"Só mais essa, pai"


Um dia, isso já há alguns anos atrás, eu estava ajudando o meu saudoso "Paivô" em seus trabalhos rurais. Eu e meus tios fomos criados praticamente do trabalho de plantar colher, que meu avô realizava.

Ele plantava cana e aipim e, esse era o produto que pelo o qual ele tirava o nosso sustento. Lembro-me, muito bem, que eram caixas e mais caixas de aipim que ele vendia, a carroça com o cavalo Campeão saia lotada.

Seu Manoelino, como era chamado por seus amigos, saia com as macaxeiras e, com dúzias e mais dúzias de cana – de- açúcar.

E quando não havia cana em nosso plantio, papai comprava para revender. Assim, ele ia sustentando a família.

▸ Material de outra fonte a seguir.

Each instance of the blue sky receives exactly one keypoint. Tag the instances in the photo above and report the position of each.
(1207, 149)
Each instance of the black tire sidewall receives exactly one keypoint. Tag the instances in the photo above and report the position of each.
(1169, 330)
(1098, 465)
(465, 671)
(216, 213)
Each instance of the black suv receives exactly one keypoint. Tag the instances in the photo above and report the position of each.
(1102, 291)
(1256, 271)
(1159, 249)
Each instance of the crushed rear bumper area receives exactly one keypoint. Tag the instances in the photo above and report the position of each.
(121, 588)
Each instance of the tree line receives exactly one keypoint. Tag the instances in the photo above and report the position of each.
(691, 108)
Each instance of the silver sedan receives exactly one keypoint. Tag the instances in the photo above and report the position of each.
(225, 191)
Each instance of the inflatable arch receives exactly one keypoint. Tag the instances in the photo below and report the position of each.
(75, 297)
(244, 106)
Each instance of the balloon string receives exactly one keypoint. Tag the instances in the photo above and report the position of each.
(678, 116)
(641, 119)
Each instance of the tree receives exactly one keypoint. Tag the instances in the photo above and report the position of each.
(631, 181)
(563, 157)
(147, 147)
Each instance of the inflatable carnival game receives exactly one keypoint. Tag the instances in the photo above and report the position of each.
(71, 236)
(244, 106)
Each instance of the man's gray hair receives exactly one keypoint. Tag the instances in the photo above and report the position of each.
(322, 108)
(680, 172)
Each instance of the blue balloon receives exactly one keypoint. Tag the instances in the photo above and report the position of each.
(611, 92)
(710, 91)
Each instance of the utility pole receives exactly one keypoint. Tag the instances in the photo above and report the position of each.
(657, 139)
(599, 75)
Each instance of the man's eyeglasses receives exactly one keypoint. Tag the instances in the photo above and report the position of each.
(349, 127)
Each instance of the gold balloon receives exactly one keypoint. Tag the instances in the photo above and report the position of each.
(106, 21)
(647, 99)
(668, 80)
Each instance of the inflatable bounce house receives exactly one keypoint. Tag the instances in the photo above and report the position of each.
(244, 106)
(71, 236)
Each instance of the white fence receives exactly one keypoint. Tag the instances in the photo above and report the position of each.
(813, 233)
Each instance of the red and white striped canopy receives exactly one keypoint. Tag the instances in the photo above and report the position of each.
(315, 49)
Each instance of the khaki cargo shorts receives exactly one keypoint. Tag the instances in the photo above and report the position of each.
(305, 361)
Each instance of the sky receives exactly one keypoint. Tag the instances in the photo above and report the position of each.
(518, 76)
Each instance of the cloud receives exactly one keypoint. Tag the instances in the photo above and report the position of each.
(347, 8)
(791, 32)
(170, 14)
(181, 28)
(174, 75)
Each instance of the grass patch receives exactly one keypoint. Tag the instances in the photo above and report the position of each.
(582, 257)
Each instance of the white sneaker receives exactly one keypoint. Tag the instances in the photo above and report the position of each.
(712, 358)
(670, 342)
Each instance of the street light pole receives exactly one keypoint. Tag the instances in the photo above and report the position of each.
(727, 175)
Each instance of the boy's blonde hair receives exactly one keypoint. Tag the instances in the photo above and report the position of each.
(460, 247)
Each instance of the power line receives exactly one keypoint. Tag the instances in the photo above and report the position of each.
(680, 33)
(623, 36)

Eu devia ter uns seis para oito anos, e acompanha ele para o meio do canavial a fim de ajudá-lo a carregar as canas. Na verdade, eu ia com o papai, não só para ajuda-lo, mas porque eu sabia que quando fossemos realizar a entrega das encomendas, eu ia ganhar um ou dois copos de caldo de cana, um ou três pasteis de queijo.  Crianças... se sentem recompensadas com qualquer coisa.

Sabe, era muito gratificante ir com meu pai em cima daquela carroça repleta de cana. Era bom ouvi-lo assoviar e cantarolar enquanto íamos ao nosso destino.  Eu não entendia, e não sabia bulhufas do que ele cantava e assoviava, mas era gostoso ouvir...

Um dia, enquanto a gente arrumava as canas na carroça, ele me disse: _ “Chega Márcio! Já está bom deixa o vovô amarrar...”.

 Bem, eu não queria deixar uma só cana, ficar de fora da carroça, queria que todas fossem na viagem. Então disse a ele, “só mais essa, pai”. Eu estava animado, suado e todo sujo, e feliz por estar ajudando o meu pai.  Porém, não sei o que houve, o cavalo “Campeão” se espantou, e as canas rolaram para cima de mim.  Lembro que o velho deu grito: “Tá vendo teimoso”! No antanho, ele, ao mesmo tempo, veio me socorrer.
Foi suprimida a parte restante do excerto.